Kozono no dejó de mirar su herida, carente de atención.
—Lo sé.
—Escúchame, Kozono —la chica le miró con indiferencia. Aquel licenciado era amigo de la familia. Por descontado también la había visto crecer—. No hagas sufrir a la gente que te quiere tontamente. Aún eres joven. Pero te darás cuenta de que no merece la pena… y cuando les veas felices con otros te molestará porque les has despreciado.
—Hizo algo que me asquea.
—Hay algo raro en todo eso que pasó. Pero aunque lo haya hecho deliberadamente… ¿crees que se merece tu indiferencia?
Kozono nuevamente no respondió. Cuando terminó de desinfectarle y hacerle la sutura, simplemente se marchó.
Salió de la enfermería y sonó la alarma de fin de clases. Había perdido una clase de biología debido a su pequeña cirugía. Se cargó el bolso con cuidado y miró su móvil: hoy no había reuniones con el Consejo. Teóricamente, estaba libre. Y no tenía nada que hacer.
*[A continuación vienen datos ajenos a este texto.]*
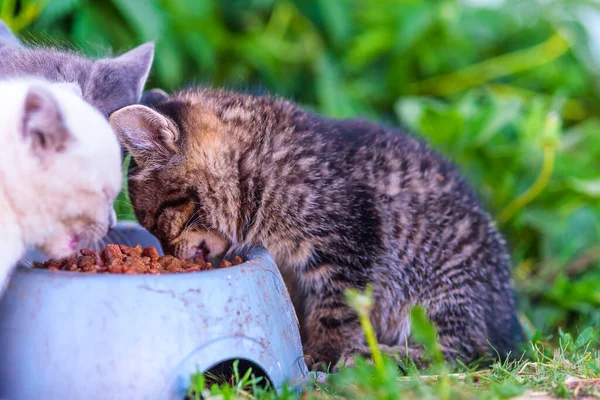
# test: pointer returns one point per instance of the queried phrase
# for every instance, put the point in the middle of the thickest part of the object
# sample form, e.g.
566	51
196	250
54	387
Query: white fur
47	202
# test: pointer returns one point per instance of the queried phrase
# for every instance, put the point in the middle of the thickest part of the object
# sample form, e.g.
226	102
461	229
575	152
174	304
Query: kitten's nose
112	219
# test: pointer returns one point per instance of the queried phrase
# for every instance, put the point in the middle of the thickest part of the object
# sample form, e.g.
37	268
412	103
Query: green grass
571	368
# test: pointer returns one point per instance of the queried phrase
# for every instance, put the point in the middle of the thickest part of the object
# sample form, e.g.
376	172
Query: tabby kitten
60	171
339	204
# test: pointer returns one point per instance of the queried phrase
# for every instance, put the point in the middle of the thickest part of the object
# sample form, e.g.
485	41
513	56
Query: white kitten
60	171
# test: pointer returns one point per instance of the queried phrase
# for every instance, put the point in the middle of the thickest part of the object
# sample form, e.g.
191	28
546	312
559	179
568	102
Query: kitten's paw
320	358
349	356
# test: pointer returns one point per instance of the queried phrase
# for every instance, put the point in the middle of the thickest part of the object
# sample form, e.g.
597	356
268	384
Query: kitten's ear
153	96
150	138
70	86
135	65
7	38
43	126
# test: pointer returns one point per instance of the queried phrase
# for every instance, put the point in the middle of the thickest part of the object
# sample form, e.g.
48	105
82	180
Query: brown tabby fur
339	204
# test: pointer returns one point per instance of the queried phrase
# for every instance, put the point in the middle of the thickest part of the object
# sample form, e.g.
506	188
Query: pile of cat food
121	259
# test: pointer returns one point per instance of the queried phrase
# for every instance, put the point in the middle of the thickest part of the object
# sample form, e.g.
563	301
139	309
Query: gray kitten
108	84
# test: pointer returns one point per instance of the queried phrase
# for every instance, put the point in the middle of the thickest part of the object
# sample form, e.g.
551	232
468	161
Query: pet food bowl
69	335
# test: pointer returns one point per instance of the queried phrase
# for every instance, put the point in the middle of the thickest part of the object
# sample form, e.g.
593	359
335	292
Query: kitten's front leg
331	326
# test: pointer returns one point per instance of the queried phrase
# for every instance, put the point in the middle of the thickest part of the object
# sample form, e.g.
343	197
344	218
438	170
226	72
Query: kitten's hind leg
331	326
462	335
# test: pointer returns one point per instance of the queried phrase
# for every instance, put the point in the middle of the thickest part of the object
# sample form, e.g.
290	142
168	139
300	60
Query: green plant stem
535	189
506	64
371	340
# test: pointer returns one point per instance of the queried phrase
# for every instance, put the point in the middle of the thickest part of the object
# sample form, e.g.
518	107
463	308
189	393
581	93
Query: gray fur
108	84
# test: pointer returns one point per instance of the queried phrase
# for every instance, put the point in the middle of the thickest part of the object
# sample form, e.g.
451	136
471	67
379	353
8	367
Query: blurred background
509	90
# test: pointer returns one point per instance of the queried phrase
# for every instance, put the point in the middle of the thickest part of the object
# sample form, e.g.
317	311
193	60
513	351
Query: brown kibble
237	260
122	259
87	252
151	253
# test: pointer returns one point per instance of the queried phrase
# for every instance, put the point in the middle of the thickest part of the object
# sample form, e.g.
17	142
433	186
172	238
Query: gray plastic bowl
68	335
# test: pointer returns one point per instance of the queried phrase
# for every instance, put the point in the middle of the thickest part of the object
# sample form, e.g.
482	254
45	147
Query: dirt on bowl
122	259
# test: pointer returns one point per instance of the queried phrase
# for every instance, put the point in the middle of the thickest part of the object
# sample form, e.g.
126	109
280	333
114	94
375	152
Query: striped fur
339	204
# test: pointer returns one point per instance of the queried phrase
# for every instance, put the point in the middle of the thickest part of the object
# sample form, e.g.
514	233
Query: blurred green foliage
508	90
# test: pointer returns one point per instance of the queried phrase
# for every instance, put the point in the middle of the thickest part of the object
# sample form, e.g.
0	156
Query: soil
121	259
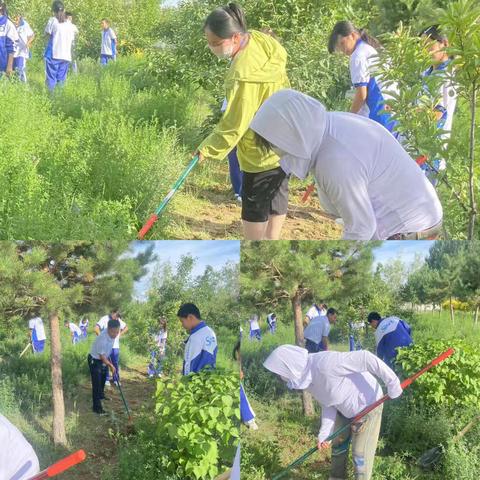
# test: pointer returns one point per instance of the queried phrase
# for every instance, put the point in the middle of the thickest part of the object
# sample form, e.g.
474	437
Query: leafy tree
284	272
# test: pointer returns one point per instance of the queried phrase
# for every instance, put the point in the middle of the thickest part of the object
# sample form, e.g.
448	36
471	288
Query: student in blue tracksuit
391	333
58	54
370	96
83	325
255	331
37	334
157	354
201	345
75	331
446	95
247	415
22	52
8	41
109	43
272	322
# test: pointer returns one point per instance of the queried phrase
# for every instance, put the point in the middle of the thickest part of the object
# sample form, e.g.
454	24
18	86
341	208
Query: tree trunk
452	315
473	204
59	435
298	322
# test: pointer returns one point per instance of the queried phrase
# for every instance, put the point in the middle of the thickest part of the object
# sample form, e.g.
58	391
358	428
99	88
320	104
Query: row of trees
451	271
67	280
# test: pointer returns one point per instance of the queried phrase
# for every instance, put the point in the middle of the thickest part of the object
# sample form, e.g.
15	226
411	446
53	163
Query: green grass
407	430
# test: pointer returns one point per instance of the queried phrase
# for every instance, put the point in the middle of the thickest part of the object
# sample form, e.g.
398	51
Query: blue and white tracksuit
246	412
109	46
8	41
200	349
447	102
392	333
362	65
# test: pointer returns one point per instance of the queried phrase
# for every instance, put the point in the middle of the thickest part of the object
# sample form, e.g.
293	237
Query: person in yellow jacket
257	70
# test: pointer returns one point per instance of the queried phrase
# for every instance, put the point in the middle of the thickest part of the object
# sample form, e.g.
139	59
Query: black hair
189	309
58	8
225	21
344	28
373	316
113	323
434	33
236	350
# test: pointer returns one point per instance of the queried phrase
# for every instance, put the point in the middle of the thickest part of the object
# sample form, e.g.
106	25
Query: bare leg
254	230
274	227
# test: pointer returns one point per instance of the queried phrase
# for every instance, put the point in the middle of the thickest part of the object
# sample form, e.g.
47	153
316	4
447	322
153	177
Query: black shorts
264	194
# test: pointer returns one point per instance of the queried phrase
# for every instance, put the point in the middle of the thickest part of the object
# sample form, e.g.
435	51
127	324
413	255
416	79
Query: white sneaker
252	425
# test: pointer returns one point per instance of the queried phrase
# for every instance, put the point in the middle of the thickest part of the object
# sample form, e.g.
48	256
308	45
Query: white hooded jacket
343	382
363	174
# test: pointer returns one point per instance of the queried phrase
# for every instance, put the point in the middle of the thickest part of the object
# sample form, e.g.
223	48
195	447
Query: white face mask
224	53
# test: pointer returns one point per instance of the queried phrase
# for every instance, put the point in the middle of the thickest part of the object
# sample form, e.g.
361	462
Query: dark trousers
313	347
98	373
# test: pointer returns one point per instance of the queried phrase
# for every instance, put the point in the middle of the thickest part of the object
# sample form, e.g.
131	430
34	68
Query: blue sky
405	250
217	253
214	253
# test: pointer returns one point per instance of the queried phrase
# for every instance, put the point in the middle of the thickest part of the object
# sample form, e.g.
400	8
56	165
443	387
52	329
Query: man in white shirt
37	334
115	353
69	16
344	384
18	460
201	345
58	54
317	331
109	43
316	310
22	52
98	362
363	174
75	331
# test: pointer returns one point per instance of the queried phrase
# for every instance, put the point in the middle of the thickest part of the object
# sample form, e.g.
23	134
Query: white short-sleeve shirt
74	329
17	458
317	328
63	36
108	36
37	325
24	33
102	345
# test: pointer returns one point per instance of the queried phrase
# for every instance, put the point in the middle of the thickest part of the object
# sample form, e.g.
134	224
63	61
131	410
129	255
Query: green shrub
455	381
194	432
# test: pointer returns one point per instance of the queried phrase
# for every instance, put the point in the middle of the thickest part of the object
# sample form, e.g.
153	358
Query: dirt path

—Eh, Kozono, ¿te vienes a la fiesta? Hay fiesta en mi casa… quieren invitar a la nueva. Si a ti no te interesa, creo que voy a tirarle fichas.
—Esa chica no te hará el menor caso.
—¿Dudas de mi encanto? Además, ahora está dolida. Seguro que no puede parar de pensar en su perrito fallecido… buaaah, buaaaah…
A Kozono y a las demás se les cambió bruscamente la expresión de la cara, y el muchacho se rio al verlas.
—¿Pero qué os pasa de repente? Vaya cara de frígidas, joder…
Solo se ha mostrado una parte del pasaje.